Recently, I happened to see a video related to present day sex ed in schools, which was depicted in a funny manner. The teacher couldn’t deliver the correct idea to the students. It was largely beating around the bush. But the students are discussing those matters among themselves. The point to ponder about is this: where is the source of information, whether reliable or not. Today, despite great advancements in the field of science, implementation of a truly modern, equitable, evidence-based model of comprehensive sex ed remains precluded by socio-cultural and political systems that are barriers operating in profound ways across multiple levels of an adolescent’s environments.
The sex ed system followed in US is good enough to be followed in India.We need to establish sex ed at every level. It would begin in elementary school, where it covers topics such as touching and puberty.
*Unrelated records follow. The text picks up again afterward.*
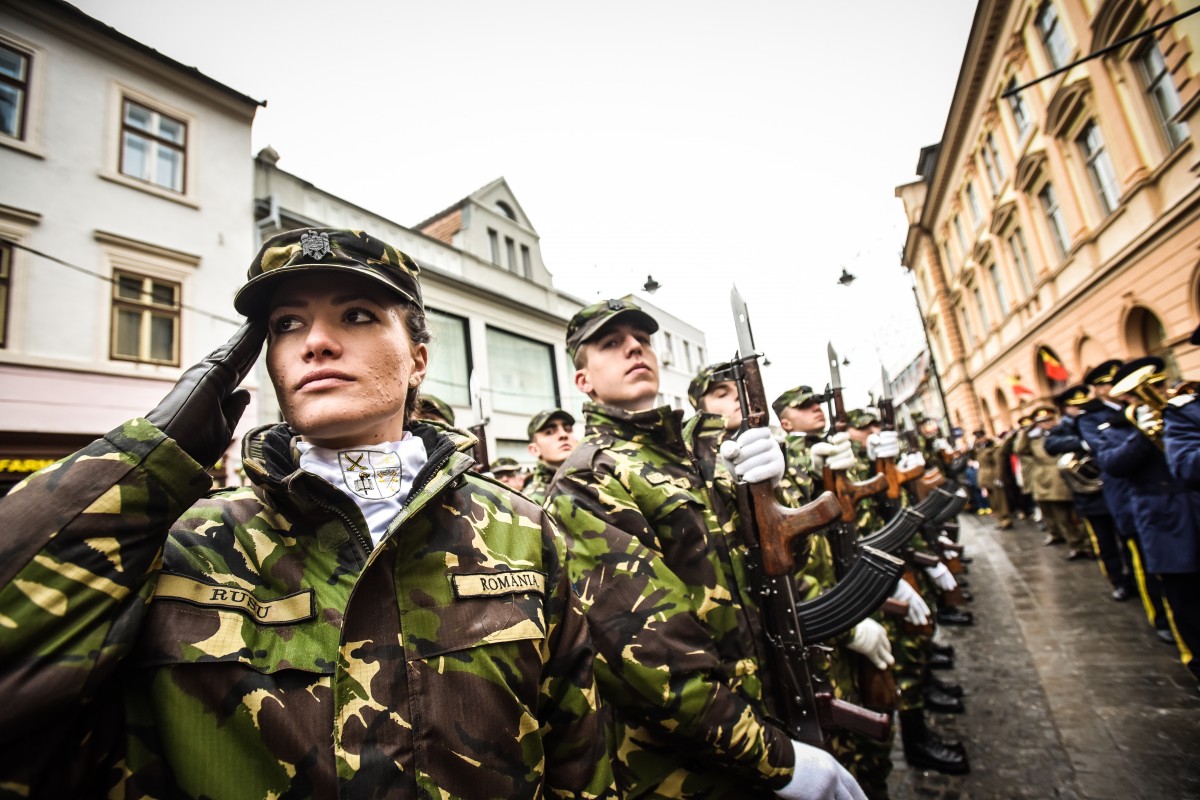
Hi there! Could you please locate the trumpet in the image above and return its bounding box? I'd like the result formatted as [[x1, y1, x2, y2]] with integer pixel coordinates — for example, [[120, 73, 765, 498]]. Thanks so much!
[[1112, 365, 1169, 447]]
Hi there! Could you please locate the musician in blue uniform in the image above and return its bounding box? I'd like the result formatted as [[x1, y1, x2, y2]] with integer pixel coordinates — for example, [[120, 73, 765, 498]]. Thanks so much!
[[1096, 356, 1200, 682]]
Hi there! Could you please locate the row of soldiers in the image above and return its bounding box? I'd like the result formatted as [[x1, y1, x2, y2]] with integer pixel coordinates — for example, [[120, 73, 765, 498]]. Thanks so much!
[[974, 347, 1200, 685], [0, 228, 1041, 800], [420, 301, 973, 799]]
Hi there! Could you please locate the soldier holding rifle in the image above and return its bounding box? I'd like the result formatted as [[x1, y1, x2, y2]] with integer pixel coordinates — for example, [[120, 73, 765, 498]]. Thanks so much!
[[547, 300, 863, 798]]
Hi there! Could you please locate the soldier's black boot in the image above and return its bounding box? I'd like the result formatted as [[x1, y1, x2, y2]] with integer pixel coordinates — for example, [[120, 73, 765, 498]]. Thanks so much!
[[900, 709, 971, 775]]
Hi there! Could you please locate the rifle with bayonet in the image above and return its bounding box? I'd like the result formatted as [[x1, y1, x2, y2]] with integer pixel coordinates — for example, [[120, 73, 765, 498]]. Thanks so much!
[[714, 287, 902, 746], [467, 372, 492, 473]]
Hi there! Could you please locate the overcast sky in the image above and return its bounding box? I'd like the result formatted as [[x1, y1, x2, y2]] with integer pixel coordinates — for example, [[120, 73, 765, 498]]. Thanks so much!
[[74, 0, 974, 404]]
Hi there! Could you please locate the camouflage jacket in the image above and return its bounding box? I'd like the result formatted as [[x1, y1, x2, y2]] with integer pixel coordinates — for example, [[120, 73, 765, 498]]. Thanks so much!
[[776, 433, 821, 507], [547, 404, 792, 799], [0, 420, 612, 798], [523, 458, 558, 505]]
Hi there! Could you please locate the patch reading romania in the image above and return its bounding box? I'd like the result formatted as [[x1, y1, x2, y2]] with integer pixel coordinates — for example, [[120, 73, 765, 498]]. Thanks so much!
[[154, 572, 316, 625], [337, 450, 403, 500], [450, 570, 546, 599]]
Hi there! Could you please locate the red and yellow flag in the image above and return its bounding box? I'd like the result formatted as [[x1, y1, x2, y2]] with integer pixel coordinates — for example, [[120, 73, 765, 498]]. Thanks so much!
[[1038, 348, 1069, 383]]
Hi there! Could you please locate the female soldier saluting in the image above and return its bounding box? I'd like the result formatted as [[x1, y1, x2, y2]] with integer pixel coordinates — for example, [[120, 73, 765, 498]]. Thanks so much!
[[0, 229, 611, 798]]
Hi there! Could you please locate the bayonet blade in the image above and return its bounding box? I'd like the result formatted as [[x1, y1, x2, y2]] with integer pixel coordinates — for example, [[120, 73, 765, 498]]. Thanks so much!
[[826, 342, 841, 389], [730, 284, 756, 359]]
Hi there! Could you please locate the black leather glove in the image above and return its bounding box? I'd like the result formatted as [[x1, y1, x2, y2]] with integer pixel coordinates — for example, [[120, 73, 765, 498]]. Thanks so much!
[[146, 320, 266, 468]]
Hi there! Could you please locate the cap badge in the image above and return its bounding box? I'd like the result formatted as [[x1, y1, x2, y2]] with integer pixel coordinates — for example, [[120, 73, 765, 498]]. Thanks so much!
[[300, 231, 329, 261]]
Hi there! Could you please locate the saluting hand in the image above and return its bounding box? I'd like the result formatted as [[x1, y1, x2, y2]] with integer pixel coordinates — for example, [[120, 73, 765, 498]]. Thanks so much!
[[146, 320, 266, 469]]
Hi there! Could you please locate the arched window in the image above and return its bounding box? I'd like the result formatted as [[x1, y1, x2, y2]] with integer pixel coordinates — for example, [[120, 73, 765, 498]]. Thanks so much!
[[996, 386, 1013, 431]]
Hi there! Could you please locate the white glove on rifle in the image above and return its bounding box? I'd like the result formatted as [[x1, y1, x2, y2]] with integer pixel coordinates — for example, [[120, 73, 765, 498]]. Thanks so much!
[[846, 616, 896, 669], [775, 741, 866, 800], [721, 428, 784, 486], [925, 564, 959, 591], [1136, 404, 1158, 431], [892, 578, 929, 625], [809, 432, 858, 473], [866, 431, 900, 461]]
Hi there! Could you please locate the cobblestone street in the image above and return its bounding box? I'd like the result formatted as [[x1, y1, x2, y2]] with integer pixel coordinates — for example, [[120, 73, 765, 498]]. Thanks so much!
[[890, 515, 1200, 800]]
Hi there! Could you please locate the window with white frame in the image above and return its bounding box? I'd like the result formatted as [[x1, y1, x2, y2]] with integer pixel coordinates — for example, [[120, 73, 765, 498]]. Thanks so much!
[[954, 213, 971, 255], [487, 228, 500, 266], [0, 43, 32, 139], [1004, 76, 1030, 139], [487, 326, 558, 416], [1075, 120, 1120, 213], [1008, 227, 1038, 296], [0, 239, 12, 348], [988, 264, 1008, 317], [421, 308, 472, 405], [959, 307, 979, 345], [967, 181, 983, 230], [109, 270, 181, 366], [120, 97, 187, 194], [1038, 184, 1070, 258], [1138, 38, 1188, 150], [971, 287, 991, 336], [979, 133, 1004, 197], [1033, 2, 1070, 70]]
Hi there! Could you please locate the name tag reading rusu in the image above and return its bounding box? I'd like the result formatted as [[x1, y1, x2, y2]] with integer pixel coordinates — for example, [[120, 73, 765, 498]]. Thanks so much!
[[450, 570, 546, 599], [154, 573, 316, 625]]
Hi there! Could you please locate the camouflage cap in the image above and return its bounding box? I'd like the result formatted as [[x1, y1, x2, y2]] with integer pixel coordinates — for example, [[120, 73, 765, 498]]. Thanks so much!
[[770, 386, 826, 416], [1054, 384, 1091, 405], [526, 408, 575, 440], [1030, 405, 1058, 422], [566, 300, 659, 361], [233, 228, 424, 317], [416, 393, 454, 426], [492, 456, 521, 475], [1084, 359, 1121, 386]]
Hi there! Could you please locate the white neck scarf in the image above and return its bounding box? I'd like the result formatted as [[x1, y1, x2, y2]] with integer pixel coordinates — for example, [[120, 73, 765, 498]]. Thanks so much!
[[296, 431, 428, 545]]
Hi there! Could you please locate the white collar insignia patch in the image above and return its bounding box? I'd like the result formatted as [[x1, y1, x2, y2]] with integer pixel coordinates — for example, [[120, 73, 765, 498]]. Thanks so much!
[[337, 450, 403, 500]]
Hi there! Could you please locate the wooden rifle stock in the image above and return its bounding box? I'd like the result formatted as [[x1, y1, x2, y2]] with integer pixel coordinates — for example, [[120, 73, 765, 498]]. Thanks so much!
[[824, 467, 888, 522], [750, 482, 839, 576]]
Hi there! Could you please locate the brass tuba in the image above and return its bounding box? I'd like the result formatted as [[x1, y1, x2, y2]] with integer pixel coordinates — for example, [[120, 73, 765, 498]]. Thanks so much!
[[1112, 365, 1168, 447], [1058, 453, 1104, 494]]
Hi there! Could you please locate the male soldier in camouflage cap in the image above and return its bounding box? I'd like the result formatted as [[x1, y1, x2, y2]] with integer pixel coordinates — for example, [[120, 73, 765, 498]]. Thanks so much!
[[0, 229, 612, 799], [413, 392, 454, 428], [526, 408, 580, 505], [547, 300, 863, 798]]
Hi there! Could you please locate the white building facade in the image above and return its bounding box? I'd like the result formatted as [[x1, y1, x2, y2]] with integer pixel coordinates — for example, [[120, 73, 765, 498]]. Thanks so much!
[[0, 0, 260, 493]]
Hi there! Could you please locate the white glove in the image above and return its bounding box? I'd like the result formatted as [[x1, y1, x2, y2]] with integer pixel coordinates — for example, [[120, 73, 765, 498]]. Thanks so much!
[[721, 428, 784, 486], [846, 616, 896, 669], [892, 578, 929, 625], [866, 431, 900, 461], [925, 564, 959, 591], [809, 432, 858, 473], [775, 741, 866, 800]]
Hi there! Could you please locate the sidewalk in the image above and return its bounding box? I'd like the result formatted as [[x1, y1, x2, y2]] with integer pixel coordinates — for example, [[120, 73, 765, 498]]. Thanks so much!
[[889, 515, 1200, 800]]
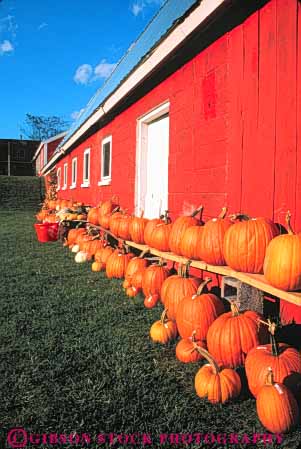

In middle school, we can use a ” Healthy Me. Healthy Us!” curriculum, which currently runs in San Francisco’s Unified School Districts (SFUSD). It addresses topics such as birth control, sexual harassment, personal boundaries, and LGBTQ issues.
A popular high school “Be real. Be Ready” curriculum (also by the SFUSD) can be included focusing on ways of providing students shame-free and non-judgmental spaces to talk. It can offer developmentally appropriate information about health, sexuality and relationships at every stage of their lives.
We need to give students the opportunity to lead themselves forward, and really listen to them and hear their concerns. Let students have a good idea of what is needed and seek honest information in a safe atmosphere.